Jezal wich bereits zurück. Kalter Schweiß rann unter seiner Rüstung über seine Haut, und er hielt den Griff seiner Klinge umklammert – weniger, um sich zu verteidigen, sondern vielmehr, weil ihm die Geste Sicherheit vermittelte. Sein stark verringertes Gefolge wich mit ihm zurück – Gorst, Marovia und nur noch fünf andere, und ihr keuchender, entsetzter Atem hallte im dunklen Korridor wider. Sie alle starrten die Tür an.

»Das letzte Tor hat sie nicht aufgehalten«, flüsterte Jezal. »Wieso sollte es dieses hier tun?«

Niemand antwortete.

 

»Bitte halten Sie Ihre sechs Sinne beisammen«, sagte Glokta. »Die Tür, bitte.«

Der dicke Söldner hob seine Axt gegen das Eingangstor der Universität. Splitter flogen. Es bebte bereits beim ersten Schlag, zitterte beim zweiten, sprang beim dritten auf. Der einäugige Zwerg huschte hindurch, ein Messer in jeder Hand, und Cosca folgte ihm mit gezogenem Schwert.

»Alles klar«, tönte sein gedehnter styrischer Dialekt von drinnen, »wenn auch ein bisschen muffig.«

»Hervorragend.« Glokta sah Ardee an. »Es wäre vielleicht am besten, wenn Sie sich ein wenig im Hintergrund hielten.«

Sie nickte erschöpft. »Das dachte ich auch gerade.«

Er humpelte voller Schmerzen über die Schwelle, nach ihm drängten die schwarz gekleideten Söldner in die Halle, und der letzte zog den sich sträubenden Goyle an seinen bandagierten Handgelenken hinter sich her. Und jetzt die Wege entlang, die ich einschlug, als ich diese staubige Hütte zum ersten Mal betrat, vor so vielen Monaten. Vor der Wahl. Sogar noch vor Dagoska. Wie schön, wieder hier zu sein ...
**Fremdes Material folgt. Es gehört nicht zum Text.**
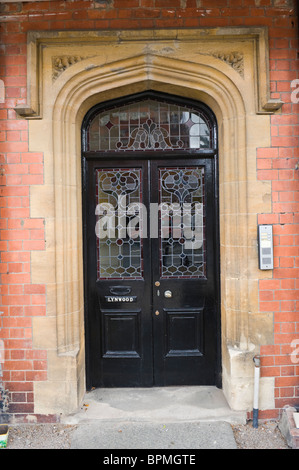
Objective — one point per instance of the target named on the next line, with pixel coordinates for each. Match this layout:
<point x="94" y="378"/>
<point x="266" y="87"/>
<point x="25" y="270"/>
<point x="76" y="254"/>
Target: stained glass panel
<point x="149" y="125"/>
<point x="119" y="224"/>
<point x="182" y="223"/>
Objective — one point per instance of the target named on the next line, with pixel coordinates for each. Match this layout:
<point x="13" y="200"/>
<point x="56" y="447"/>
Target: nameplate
<point x="121" y="298"/>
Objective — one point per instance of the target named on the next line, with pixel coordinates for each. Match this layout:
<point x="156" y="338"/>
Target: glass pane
<point x="149" y="125"/>
<point x="119" y="224"/>
<point x="182" y="223"/>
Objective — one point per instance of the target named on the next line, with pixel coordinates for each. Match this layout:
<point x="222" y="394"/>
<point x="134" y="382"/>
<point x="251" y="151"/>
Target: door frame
<point x="147" y="155"/>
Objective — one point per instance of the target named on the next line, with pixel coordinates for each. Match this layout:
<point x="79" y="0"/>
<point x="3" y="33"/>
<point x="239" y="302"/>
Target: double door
<point x="151" y="277"/>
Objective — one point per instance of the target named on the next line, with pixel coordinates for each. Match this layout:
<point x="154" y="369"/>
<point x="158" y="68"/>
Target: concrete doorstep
<point x="156" y="418"/>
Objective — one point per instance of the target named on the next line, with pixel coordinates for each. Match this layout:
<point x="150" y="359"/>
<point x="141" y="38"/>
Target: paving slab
<point x="136" y="435"/>
<point x="155" y="418"/>
<point x="161" y="404"/>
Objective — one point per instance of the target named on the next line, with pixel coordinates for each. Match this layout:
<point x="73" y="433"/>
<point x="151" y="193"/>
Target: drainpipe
<point x="257" y="365"/>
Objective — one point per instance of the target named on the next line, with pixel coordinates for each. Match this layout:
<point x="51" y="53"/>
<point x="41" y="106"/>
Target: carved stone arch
<point x="88" y="82"/>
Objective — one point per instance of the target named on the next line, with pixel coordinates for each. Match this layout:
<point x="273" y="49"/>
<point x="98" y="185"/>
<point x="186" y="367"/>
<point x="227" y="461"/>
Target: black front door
<point x="151" y="272"/>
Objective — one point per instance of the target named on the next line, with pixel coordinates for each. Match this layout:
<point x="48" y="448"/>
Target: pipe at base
<point x="257" y="365"/>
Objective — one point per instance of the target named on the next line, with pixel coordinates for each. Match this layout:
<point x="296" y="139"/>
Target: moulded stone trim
<point x="37" y="41"/>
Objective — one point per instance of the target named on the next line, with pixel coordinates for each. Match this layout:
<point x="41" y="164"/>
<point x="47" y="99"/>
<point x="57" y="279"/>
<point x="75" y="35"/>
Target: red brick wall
<point x="20" y="234"/>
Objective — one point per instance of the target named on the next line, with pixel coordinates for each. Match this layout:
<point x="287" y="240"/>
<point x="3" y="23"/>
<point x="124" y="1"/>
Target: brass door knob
<point x="168" y="294"/>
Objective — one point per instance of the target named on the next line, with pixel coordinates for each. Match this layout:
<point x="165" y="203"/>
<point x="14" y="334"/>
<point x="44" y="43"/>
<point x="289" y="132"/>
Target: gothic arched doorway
<point x="151" y="243"/>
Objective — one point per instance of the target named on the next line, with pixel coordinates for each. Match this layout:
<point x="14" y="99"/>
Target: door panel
<point x="184" y="281"/>
<point x="150" y="277"/>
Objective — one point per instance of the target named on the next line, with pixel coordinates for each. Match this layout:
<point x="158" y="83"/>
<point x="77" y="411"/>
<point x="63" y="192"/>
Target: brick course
<point x="21" y="168"/>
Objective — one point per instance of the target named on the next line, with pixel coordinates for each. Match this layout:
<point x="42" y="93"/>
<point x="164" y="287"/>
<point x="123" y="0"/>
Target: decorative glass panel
<point x="149" y="125"/>
<point x="118" y="226"/>
<point x="182" y="223"/>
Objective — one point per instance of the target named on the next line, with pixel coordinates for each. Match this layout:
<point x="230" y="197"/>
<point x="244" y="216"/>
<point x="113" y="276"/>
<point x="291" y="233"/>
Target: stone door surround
<point x="71" y="71"/>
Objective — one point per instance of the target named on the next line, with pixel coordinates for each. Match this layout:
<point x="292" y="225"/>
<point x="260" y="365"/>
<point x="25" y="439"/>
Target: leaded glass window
<point x="149" y="125"/>
<point x="118" y="230"/>
<point x="182" y="223"/>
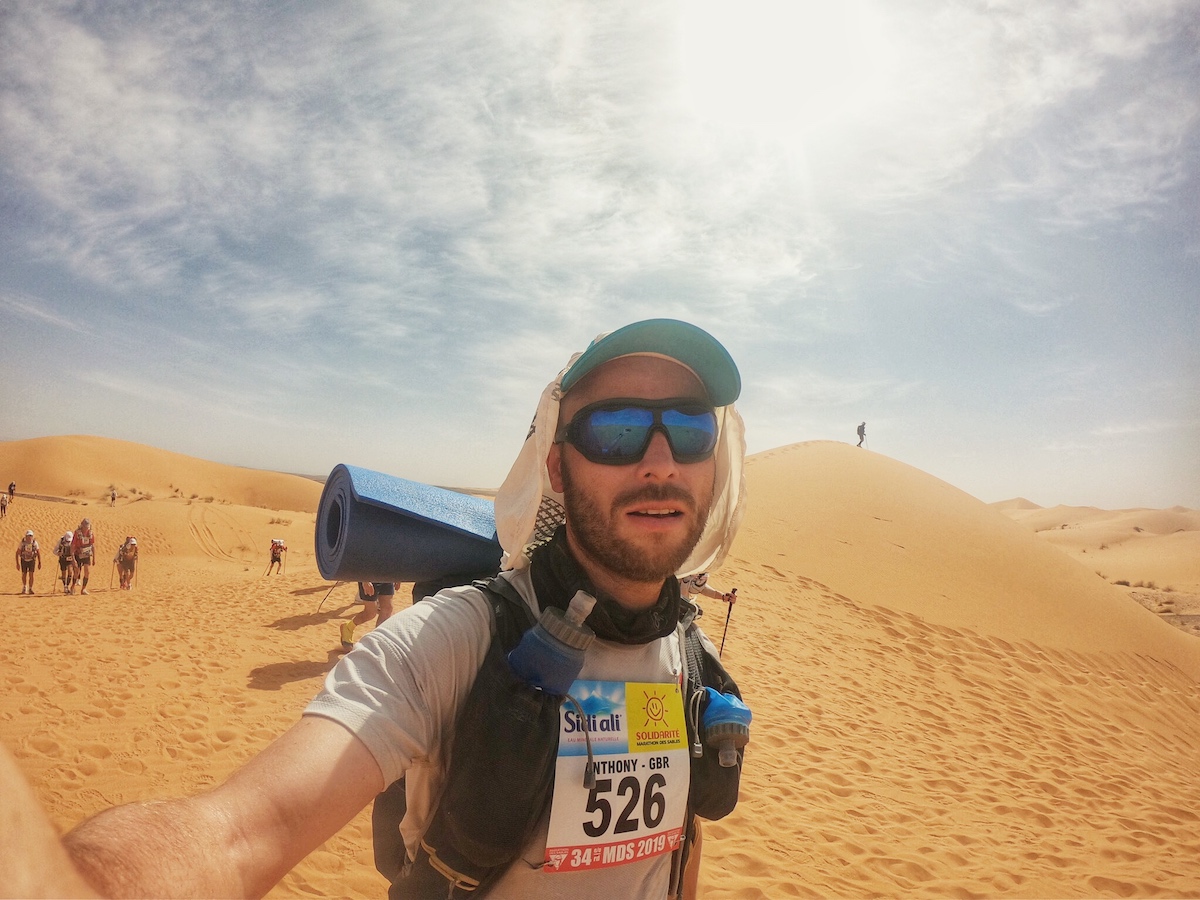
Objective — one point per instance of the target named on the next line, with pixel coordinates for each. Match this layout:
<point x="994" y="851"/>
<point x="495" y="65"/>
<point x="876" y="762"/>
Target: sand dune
<point x="946" y="703"/>
<point x="87" y="468"/>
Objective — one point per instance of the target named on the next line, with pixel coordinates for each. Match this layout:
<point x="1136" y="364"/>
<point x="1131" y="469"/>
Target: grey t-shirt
<point x="400" y="691"/>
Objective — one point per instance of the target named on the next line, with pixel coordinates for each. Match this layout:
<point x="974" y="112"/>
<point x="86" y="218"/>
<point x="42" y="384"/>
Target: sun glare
<point x="787" y="66"/>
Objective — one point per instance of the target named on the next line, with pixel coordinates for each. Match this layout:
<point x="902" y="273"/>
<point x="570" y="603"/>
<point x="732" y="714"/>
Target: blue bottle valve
<point x="550" y="655"/>
<point x="726" y="725"/>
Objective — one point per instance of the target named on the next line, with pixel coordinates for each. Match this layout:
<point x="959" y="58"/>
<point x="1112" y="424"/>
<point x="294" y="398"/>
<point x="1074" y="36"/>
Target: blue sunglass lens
<point x="622" y="435"/>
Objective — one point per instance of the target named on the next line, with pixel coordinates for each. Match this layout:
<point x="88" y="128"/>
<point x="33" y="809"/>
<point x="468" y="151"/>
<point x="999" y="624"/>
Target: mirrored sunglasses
<point x="617" y="432"/>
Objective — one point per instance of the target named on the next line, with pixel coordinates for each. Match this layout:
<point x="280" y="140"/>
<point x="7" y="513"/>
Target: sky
<point x="292" y="234"/>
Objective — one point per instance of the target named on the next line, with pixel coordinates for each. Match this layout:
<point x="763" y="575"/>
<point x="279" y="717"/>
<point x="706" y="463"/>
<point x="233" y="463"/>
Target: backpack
<point x="481" y="822"/>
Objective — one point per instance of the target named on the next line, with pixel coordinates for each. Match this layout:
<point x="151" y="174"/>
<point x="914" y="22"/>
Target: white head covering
<point x="528" y="509"/>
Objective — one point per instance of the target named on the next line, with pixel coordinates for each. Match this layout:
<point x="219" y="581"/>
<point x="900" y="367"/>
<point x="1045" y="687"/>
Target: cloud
<point x="36" y="310"/>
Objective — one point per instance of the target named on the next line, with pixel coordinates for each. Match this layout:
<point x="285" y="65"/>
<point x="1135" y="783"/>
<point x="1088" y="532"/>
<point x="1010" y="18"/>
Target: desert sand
<point x="951" y="699"/>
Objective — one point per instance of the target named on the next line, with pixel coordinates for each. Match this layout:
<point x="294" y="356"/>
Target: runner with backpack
<point x="559" y="727"/>
<point x="28" y="553"/>
<point x="127" y="562"/>
<point x="83" y="549"/>
<point x="279" y="547"/>
<point x="66" y="561"/>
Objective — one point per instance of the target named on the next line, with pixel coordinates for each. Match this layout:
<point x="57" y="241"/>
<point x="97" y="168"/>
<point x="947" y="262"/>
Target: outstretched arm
<point x="31" y="859"/>
<point x="240" y="838"/>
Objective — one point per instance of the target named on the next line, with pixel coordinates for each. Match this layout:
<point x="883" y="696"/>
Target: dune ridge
<point x="946" y="703"/>
<point x="85" y="467"/>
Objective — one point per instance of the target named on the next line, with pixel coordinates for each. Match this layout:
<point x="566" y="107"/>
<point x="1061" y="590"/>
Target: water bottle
<point x="551" y="653"/>
<point x="726" y="725"/>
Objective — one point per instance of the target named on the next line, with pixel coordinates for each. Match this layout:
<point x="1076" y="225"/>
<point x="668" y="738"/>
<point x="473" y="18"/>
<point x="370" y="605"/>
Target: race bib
<point x="642" y="771"/>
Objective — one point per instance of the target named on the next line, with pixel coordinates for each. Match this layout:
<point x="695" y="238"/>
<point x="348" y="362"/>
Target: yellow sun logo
<point x="655" y="709"/>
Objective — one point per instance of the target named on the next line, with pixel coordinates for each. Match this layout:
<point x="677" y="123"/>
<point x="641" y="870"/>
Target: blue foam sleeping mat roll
<point x="377" y="527"/>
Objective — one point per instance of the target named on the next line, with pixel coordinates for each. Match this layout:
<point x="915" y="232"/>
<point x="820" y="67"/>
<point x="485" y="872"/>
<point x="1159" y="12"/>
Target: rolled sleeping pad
<point x="377" y="527"/>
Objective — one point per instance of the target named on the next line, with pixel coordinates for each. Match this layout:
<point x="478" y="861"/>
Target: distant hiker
<point x="126" y="562"/>
<point x="694" y="585"/>
<point x="83" y="549"/>
<point x="279" y="547"/>
<point x="28" y="553"/>
<point x="461" y="700"/>
<point x="66" y="561"/>
<point x="377" y="598"/>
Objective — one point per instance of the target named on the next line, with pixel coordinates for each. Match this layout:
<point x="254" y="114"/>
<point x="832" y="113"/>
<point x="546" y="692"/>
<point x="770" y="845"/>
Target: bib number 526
<point x="633" y="799"/>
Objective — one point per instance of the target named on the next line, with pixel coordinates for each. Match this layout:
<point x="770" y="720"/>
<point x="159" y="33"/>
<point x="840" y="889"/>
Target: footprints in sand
<point x="221" y="535"/>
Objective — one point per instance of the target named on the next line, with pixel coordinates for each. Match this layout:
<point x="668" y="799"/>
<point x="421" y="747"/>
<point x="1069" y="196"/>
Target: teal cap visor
<point x="681" y="341"/>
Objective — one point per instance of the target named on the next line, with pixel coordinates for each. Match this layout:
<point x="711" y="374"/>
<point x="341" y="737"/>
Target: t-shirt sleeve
<point x="400" y="689"/>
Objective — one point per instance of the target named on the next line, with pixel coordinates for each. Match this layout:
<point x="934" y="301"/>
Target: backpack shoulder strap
<point x="510" y="612"/>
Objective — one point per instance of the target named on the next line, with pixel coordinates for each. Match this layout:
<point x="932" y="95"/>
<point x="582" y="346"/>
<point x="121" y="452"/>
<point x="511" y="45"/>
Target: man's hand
<point x="241" y="838"/>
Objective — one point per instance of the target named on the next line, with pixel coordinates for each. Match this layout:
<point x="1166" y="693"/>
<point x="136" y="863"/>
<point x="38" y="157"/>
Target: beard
<point x="594" y="529"/>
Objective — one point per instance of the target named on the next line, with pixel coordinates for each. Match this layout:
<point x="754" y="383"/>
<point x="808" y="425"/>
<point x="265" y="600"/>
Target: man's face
<point x="636" y="522"/>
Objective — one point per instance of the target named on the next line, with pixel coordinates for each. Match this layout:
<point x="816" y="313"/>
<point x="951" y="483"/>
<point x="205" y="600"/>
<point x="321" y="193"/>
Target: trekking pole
<point x="327" y="595"/>
<point x="727" y="616"/>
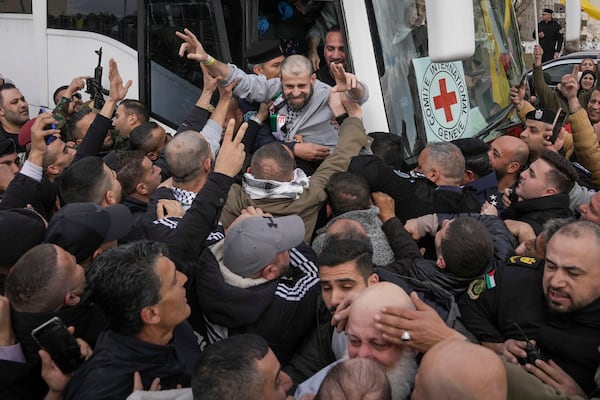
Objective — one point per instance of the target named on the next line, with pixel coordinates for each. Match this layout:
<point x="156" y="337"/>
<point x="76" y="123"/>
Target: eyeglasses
<point x="50" y="139"/>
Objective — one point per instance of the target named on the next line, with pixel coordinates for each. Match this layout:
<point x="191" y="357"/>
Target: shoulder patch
<point x="527" y="262"/>
<point x="480" y="285"/>
<point x="476" y="287"/>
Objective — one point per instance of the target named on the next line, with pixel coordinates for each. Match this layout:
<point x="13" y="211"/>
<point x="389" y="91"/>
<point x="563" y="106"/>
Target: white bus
<point x="44" y="44"/>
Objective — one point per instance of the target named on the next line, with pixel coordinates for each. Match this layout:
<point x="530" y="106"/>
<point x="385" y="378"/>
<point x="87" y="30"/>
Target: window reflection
<point x="15" y="6"/>
<point x="113" y="18"/>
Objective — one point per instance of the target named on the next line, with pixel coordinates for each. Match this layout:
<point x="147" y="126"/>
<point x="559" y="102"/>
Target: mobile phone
<point x="559" y="122"/>
<point x="54" y="337"/>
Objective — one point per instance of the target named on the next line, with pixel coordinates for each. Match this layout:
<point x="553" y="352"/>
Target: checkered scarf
<point x="268" y="189"/>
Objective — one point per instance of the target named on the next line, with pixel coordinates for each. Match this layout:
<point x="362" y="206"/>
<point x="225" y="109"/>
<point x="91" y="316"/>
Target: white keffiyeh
<point x="268" y="189"/>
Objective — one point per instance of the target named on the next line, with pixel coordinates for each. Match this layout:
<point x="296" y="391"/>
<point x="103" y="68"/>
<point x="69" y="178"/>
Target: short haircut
<point x="562" y="175"/>
<point x="552" y="226"/>
<point x="577" y="229"/>
<point x="279" y="169"/>
<point x="347" y="191"/>
<point x="228" y="369"/>
<point x="521" y="155"/>
<point x="358" y="378"/>
<point x="141" y="137"/>
<point x="339" y="251"/>
<point x="390" y="149"/>
<point x="334" y="28"/>
<point x="136" y="107"/>
<point x="128" y="166"/>
<point x="58" y="90"/>
<point x="468" y="247"/>
<point x="84" y="182"/>
<point x="185" y="154"/>
<point x="32" y="283"/>
<point x="3" y="87"/>
<point x="76" y="132"/>
<point x="480" y="164"/>
<point x="449" y="158"/>
<point x="124" y="281"/>
<point x="296" y="65"/>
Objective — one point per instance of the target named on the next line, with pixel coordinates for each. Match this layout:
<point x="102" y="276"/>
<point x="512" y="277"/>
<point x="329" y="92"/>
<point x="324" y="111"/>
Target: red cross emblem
<point x="445" y="100"/>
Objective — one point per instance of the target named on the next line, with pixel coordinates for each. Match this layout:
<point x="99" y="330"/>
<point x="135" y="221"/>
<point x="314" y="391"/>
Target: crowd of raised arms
<point x="271" y="249"/>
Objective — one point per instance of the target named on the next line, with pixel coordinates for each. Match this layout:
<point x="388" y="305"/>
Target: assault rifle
<point x="94" y="85"/>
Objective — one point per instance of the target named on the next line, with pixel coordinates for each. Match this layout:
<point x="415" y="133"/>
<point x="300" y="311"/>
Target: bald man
<point x="508" y="156"/>
<point x="459" y="370"/>
<point x="366" y="341"/>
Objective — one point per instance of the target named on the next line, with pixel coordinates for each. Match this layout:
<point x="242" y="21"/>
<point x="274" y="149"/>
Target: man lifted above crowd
<point x="305" y="112"/>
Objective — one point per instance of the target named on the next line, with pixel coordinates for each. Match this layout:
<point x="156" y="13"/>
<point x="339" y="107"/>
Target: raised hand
<point x="192" y="46"/>
<point x="232" y="155"/>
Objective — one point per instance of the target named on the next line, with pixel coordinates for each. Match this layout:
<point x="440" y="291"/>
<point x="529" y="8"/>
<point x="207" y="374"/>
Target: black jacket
<point x="138" y="209"/>
<point x="108" y="374"/>
<point x="539" y="210"/>
<point x="570" y="339"/>
<point x="414" y="197"/>
<point x="281" y="311"/>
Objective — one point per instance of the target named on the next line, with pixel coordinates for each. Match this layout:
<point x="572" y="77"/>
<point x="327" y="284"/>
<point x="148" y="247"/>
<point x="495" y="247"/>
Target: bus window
<point x="15" y="7"/>
<point x="113" y="18"/>
<point x="175" y="82"/>
<point x="428" y="101"/>
<point x="403" y="37"/>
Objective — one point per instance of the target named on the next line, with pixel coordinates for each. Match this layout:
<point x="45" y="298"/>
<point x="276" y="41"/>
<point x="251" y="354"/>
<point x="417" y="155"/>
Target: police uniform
<point x="552" y="41"/>
<point x="516" y="302"/>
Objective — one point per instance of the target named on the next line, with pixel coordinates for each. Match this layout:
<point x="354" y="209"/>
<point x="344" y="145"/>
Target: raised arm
<point x="195" y="51"/>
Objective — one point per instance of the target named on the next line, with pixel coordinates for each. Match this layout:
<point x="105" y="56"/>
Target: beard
<point x="402" y="377"/>
<point x="305" y="99"/>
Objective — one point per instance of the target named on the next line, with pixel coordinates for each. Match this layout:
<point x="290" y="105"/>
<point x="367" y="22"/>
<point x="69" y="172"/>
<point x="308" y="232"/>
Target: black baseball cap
<point x="80" y="228"/>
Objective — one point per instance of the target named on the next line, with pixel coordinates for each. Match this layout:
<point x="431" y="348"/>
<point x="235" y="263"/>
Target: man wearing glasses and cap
<point x="550" y="35"/>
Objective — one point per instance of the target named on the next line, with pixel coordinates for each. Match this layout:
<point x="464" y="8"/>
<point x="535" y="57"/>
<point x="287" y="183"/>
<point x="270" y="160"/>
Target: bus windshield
<point x="428" y="101"/>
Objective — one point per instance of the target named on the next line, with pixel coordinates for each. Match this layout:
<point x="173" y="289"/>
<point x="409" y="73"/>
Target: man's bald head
<point x="508" y="155"/>
<point x="372" y="299"/>
<point x="364" y="340"/>
<point x="455" y="369"/>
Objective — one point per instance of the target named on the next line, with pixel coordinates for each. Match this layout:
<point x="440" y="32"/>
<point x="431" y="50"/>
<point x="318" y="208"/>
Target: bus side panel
<point x="71" y="54"/>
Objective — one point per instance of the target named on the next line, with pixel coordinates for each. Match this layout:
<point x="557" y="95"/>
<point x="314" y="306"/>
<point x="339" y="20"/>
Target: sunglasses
<point x="50" y="139"/>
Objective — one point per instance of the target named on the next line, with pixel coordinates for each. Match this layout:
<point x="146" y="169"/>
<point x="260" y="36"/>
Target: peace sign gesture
<point x="231" y="156"/>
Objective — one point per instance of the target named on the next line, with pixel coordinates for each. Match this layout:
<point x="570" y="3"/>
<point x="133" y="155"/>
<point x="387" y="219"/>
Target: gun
<point x="94" y="85"/>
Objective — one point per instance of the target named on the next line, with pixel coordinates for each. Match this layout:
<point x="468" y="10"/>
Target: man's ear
<point x="53" y="169"/>
<point x="141" y="189"/>
<point x="441" y="263"/>
<point x="513" y="167"/>
<point x="149" y="315"/>
<point x="328" y="211"/>
<point x="468" y="176"/>
<point x="72" y="299"/>
<point x="373" y="279"/>
<point x="434" y="175"/>
<point x="270" y="272"/>
<point x="110" y="198"/>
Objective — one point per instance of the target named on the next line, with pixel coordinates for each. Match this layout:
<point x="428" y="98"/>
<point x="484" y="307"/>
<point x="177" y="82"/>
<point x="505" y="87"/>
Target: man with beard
<point x="553" y="304"/>
<point x="508" y="155"/>
<point x="366" y="341"/>
<point x="306" y="113"/>
<point x="334" y="52"/>
<point x="543" y="191"/>
<point x="14" y="113"/>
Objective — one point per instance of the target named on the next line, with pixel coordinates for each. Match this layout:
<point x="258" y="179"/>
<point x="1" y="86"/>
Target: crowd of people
<point x="271" y="249"/>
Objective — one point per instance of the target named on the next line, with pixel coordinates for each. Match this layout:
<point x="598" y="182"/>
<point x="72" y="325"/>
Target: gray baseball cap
<point x="252" y="243"/>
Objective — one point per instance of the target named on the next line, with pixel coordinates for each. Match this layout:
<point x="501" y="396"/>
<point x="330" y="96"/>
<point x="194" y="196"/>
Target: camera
<point x="54" y="337"/>
<point x="533" y="353"/>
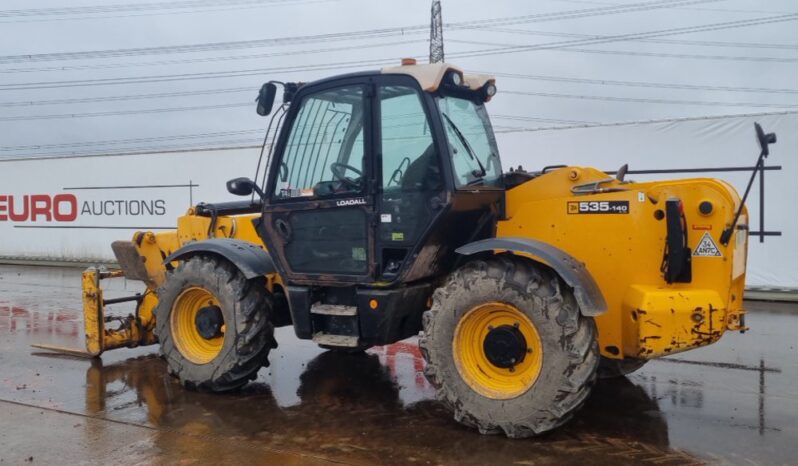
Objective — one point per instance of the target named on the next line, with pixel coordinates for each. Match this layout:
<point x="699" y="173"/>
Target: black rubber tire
<point x="611" y="368"/>
<point x="570" y="346"/>
<point x="246" y="306"/>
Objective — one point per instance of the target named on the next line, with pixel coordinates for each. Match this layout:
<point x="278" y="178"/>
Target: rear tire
<point x="612" y="368"/>
<point x="241" y="345"/>
<point x="493" y="400"/>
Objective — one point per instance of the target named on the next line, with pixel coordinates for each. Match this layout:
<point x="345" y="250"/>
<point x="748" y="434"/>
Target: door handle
<point x="283" y="229"/>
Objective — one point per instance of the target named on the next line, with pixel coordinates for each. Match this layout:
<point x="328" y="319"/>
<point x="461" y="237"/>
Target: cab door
<point x="318" y="220"/>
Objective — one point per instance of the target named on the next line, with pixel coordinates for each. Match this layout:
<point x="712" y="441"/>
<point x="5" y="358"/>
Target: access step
<point x="335" y="340"/>
<point x="333" y="310"/>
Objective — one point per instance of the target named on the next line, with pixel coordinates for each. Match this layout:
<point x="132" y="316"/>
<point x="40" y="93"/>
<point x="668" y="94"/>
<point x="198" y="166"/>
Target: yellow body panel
<point x="624" y="252"/>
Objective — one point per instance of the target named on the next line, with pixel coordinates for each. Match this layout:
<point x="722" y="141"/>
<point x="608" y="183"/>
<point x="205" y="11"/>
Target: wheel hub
<point x="505" y="346"/>
<point x="209" y="321"/>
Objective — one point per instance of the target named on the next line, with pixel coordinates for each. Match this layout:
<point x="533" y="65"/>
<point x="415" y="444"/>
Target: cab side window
<point x="409" y="158"/>
<point x="325" y="149"/>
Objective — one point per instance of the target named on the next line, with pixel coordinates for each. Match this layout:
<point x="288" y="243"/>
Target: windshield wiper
<point x="478" y="175"/>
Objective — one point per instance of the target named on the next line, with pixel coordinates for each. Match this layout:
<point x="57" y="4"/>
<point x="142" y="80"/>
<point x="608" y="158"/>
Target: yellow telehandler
<point x="382" y="212"/>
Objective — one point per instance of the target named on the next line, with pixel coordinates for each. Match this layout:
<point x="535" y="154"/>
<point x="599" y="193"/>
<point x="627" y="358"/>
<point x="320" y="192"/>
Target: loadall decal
<point x="598" y="207"/>
<point x="348" y="202"/>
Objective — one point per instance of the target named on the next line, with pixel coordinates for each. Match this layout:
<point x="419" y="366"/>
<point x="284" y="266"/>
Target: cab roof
<point x="429" y="76"/>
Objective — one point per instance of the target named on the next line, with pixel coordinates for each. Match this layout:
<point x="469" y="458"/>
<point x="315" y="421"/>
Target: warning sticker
<point x="706" y="247"/>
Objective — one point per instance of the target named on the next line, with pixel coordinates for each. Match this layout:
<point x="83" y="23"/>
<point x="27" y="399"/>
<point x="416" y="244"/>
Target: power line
<point x="129" y="7"/>
<point x="210" y="59"/>
<point x="652" y="101"/>
<point x="634" y="36"/>
<point x="119" y="98"/>
<point x="643" y="54"/>
<point x="684" y="55"/>
<point x="211" y="145"/>
<point x="162" y="13"/>
<point x="123" y="112"/>
<point x="720" y="10"/>
<point x="116" y="142"/>
<point x="339" y="65"/>
<point x="702" y="43"/>
<point x="511" y="92"/>
<point x="351" y="35"/>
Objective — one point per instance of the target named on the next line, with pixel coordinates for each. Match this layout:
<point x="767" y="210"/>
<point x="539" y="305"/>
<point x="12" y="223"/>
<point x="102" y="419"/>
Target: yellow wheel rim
<point x="470" y="357"/>
<point x="191" y="344"/>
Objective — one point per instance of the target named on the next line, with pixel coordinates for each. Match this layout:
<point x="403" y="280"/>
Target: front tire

Die Dielenbretter knarrten gequält unter den Stiefeln der Söldner, während sie den dunklen Flur entlangschritten, vorbei an den fleckigen Bildern vergessener Adepti. Humpelnd betrat Glokta den großen Speisesaal.

Das Gruselkabinett von Praktikalen verteilte sich über den ganzen dämmrigen Raum, genau wie beim letzten Mal, als er hier gewesen war. Die zwei gleich aussehenden Männer aus Suljuk mit ihren Krummschwertern. Der große Dünne, die dunklen Männer mit ihren Äxten, der riesenhafte Nordmann mit dem zerschlagenen Gesicht. Und so weiter. Insgesamt gut zwanzig Leute. Haben die hier die ganze Zeit herumgesessen, frage ich mich, und sich gegenseitig bedroht, oder was?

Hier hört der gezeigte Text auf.